Упорный антипсихологизм теоретиков театрального постмодернизма заставляет их искать окольные пути объяснения воздействия эмоциональной напряженности актеров на зрительный зал и иногда приводит к несколько наивному теоретическому натурализму. К тому же, что особенно характерно для феминистских теоретиков, на изложение концепций, как правило, накладывается повышенная эмоциональность личностного отношения. С теоретической точки зрения возникает любопытная проблема: проблема сознательной концептуальной субъективности, очень часто граничащей с невольным кокетством собственным мнением. Этому немало способствует и глубоко укоренившийся игровой принцип в научном рассмотрении любого вопроса. В наше время чуть ли не каждый исследователь в царстве вакхического, или, лучше сказать, дионисийского постмодернизма просто в обязательном порядке примеряет на себя карнавальный костюм «человека играющего» Хейзинги, создавая себе модный имидж theoreticus ludens.
В этом плане рассуждения практиков театра, в том числе и постмодернистского, выглядят куда взвешеннее и обоснованнее. Как писала Ариана Мнушкина, «я склоняюсь к мысли, что целью текстового анализа является попытка все объяснить. В то время как роль актера и режиссера, дистанцирующих себя от последних тенденций, совсем не в том, чтобы объяснять текст. Их роль, конечно, в том, чтобы прояснить, истолковать, а не сделать все еще более неясным. Но что-то нужно оставить зрителю, чтобы он открыл это сам. Это волны, резонансы: актер ударяет в гонг или роняет камень в воду, но не желает предопределять заранее характер волн, возникших от этого, зафиксировать их так, чтобы любой мог сосчитать точное число кругов, расходящихся по воде. Гораздо существеннее, что актер уронил камень просто так, туда, куда его надо было уронить, таким образом, чтобы мог возникнуть любой резонанс: эмоциональный, философский, метафизический, политический… Текстовой анализ идет в другом ритме, он может перечислить все свои компоненты. Актер не может этого сделать: в каждый момент актер должен поддерживать сущностный энергетический баланс. Аудитория, возможно, при этом получает — в соответствии с уровнем и запросами каждого своего участника — то, что ей судьбой предназначено получить» (241, с. 34).
Вместо послесловия: «ЧТО ДЕЛАТЬ ПОСЛЕ ОРГИИ?»
У истории, которая здесь была изложена, нет и не может быть завершения, поскольку ее предмет — постмодерн — все еще существует и развивается на наших глазах; поэтому настоящая книга поневоле способна предложить читателям лишь открытый финал. Тот финал, в котором возможна еще любая бифуркация и прочие «развилки» в идеях и представлениях, как в борхесовском саду «расходящихся троп». Будущее, даже самое ближайшее, непредсказуемо и своим событийным рядом, и его возможным теоретическим осмыслением.

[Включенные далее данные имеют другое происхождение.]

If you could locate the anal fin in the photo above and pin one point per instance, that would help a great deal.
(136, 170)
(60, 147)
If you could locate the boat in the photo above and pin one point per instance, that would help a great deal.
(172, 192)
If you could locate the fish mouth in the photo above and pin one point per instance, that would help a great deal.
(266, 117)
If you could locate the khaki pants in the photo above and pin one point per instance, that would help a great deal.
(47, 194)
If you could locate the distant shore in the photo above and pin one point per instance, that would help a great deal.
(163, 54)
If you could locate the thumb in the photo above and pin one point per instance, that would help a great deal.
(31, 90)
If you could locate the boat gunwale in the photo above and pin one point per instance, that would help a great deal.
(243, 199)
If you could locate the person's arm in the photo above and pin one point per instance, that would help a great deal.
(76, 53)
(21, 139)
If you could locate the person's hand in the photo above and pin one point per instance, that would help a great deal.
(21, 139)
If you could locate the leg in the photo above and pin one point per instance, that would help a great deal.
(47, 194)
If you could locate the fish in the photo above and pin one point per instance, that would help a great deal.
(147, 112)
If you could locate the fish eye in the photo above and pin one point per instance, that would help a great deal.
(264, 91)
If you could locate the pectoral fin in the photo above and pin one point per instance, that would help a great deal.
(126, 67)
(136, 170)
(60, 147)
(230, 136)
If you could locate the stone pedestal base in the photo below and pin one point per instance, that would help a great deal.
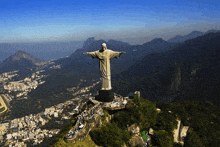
(105, 96)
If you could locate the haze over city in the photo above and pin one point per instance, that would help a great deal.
(44, 21)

Не исключая возможности самых неожиданных сюрпризов, мы, тем не менее, можем предложить читателю по крайней мере три теоретических варианту концептуального осмысления постмодерной современности, которые могут определить облик теоретического мышления будущего. О концепции «культурного номадизма» Ж. Делеза и Ф. Гваттари уже говорилось, и, судя по отклику, который она получила среди культурологов, социологов и философов, ведется интенсивная работа по ее наполнению конкретными данными, получаемыми в результате того, что можно было бы назвать «полевыми исследованиями» в разных сферах культурного сознания.
Свою версию «мягкого», или вернее «кроткого постмодерна» предлагает Жиль Липовецкий. В книге 1992 г. «Сумерки долга: Безболезненная этика демократических времен» (219), продолжая линию, намеченную еще в «Эре пустоты: Эссе о современном индивидуализме» (1983) (221) и «Империи эфемерности: Мода и ее судьба в современных обществах» (1987) (220), ученый отстаивает тезис о безболезненности переживания современным человеком своего «постмодерного удела», о приспособлении к нему сознания конца XX века, о возникновении постмодерного индивидуализма, больше озабоченного качеством жизни, желанием не столько преуспеть в финансовом, социальном плане, сколько отстоять ценности частной жизни, индивидуальные права «на автономность, желание, счастье»: «Постмодерное царство индивида не исчерпывается стремлением выявить уровень конкурентоспособности одних по отношению к другим, «героизмом» победителя и своего собственного созидания, оно неотделимо от возросшего требования к качеству жизни, включая теперь и условия труда. Гипериндивидуализм приводит не столько к обострению стремления превзойти других, сколько к увеличению нетерпимости по отношению ко всем формам индивидуального презрения и социального унижения. Быть самим собой и победить свою индивид дуальность — это значит не только выбрать свои собственные модели поведения, по и предъявлять к межчеловеческим отношениям требование этического идеала равенства прав личности» (219, с. 290).